Patrick sighed. That was the problem exactly. "I don't know. Could be five minutes, could be months."

She pressed her fingers to his lips. "So we have time to rest."

He nodded. It was time they needed—not only to rest, but to attend funerals and sanctify a new druid leader. He pressed a kiss into her palm, then turned away to pick up the shotgun shell. It could have been from any of a number of guns, but in his mind's eye, he saw Hank shooting the three demons. He saw Hank saving their lives before he was brutally murdered. Then other faces whipped through his mind: Pete, Jason—his parents as well, and a dozen other victims.

"You can't keep torturing yourself," Xiao Fei said, interrupting his thoughts. "We closed the gate, Patrick. It's time to rebuild."

He swallowed, startled to realize how trapped he could be in this grove, in the events of the last few days. "I don't know if I can go back, Xiao Fei. I don't know if I can go to San Bernadino, drive by my parents' empty home, and just pick up where I left off."

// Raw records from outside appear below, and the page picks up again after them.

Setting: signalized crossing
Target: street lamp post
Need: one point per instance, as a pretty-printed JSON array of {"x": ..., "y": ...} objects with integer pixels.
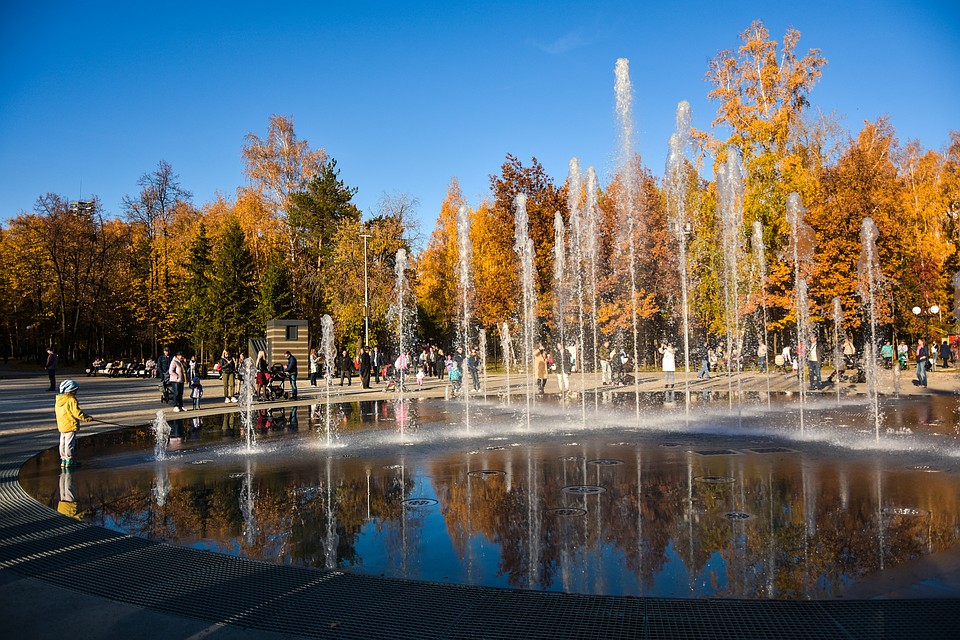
[
  {"x": 926, "y": 314},
  {"x": 366, "y": 291}
]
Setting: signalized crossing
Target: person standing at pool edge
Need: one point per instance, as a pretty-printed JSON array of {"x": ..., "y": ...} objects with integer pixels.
[{"x": 68, "y": 421}]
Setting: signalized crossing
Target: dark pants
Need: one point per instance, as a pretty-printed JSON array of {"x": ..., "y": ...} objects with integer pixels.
[{"x": 177, "y": 394}]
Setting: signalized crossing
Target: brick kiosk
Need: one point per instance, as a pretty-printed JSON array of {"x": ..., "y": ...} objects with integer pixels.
[{"x": 288, "y": 335}]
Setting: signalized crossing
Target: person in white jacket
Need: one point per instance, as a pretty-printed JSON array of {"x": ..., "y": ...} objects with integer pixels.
[{"x": 669, "y": 364}]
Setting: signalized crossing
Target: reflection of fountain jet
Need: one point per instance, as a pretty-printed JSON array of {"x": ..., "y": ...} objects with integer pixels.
[
  {"x": 247, "y": 507},
  {"x": 161, "y": 434},
  {"x": 331, "y": 540},
  {"x": 161, "y": 484}
]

"You can't," she agreed, her voice tender. "But you can go on. We'll do it together. We'll help each other."

As she spoke, Slick came into the grove. She carried a seedling of an olive tree—for Hank and for peace. The real service would be in a few days, but for now, this was the healing they all needed. Patrick and Xiao Fei watched as Slick planted. "May it grow strong in this land and in our hearts," the woman said as she poured water onto the roots.

Patrick added his own silent blessing. But when it was over, his mind continued to spin, continued to worry. "I'll have to find that woman. She's going to be disoriented. She won't understand—"

"Not now," whispered Xiao Fei. "Not yet." Then she pressed a kiss to his lips. Her mouth was warm, her touch a balm, and just like that, he found the strength to go on. With her help, he could release the past and look to the future.

He lingered as long as he could over their kiss, but at last drew away. Taking her hand, the two walked together to the car. Slick joined them. She would come along to San Bernadino and be part of the ceremony that made Patrick the next Druid leader. She was also going to be a bridesmaid at their wedding.

There was a bright future spread before him. Did he have the strength to face it, to grasp it with both hands and hold on? Patrick glanced down at Xiao Fei just as she looked up and smiled at him. Of course he did. With her he'd faced the end of the world. What could be worse than that?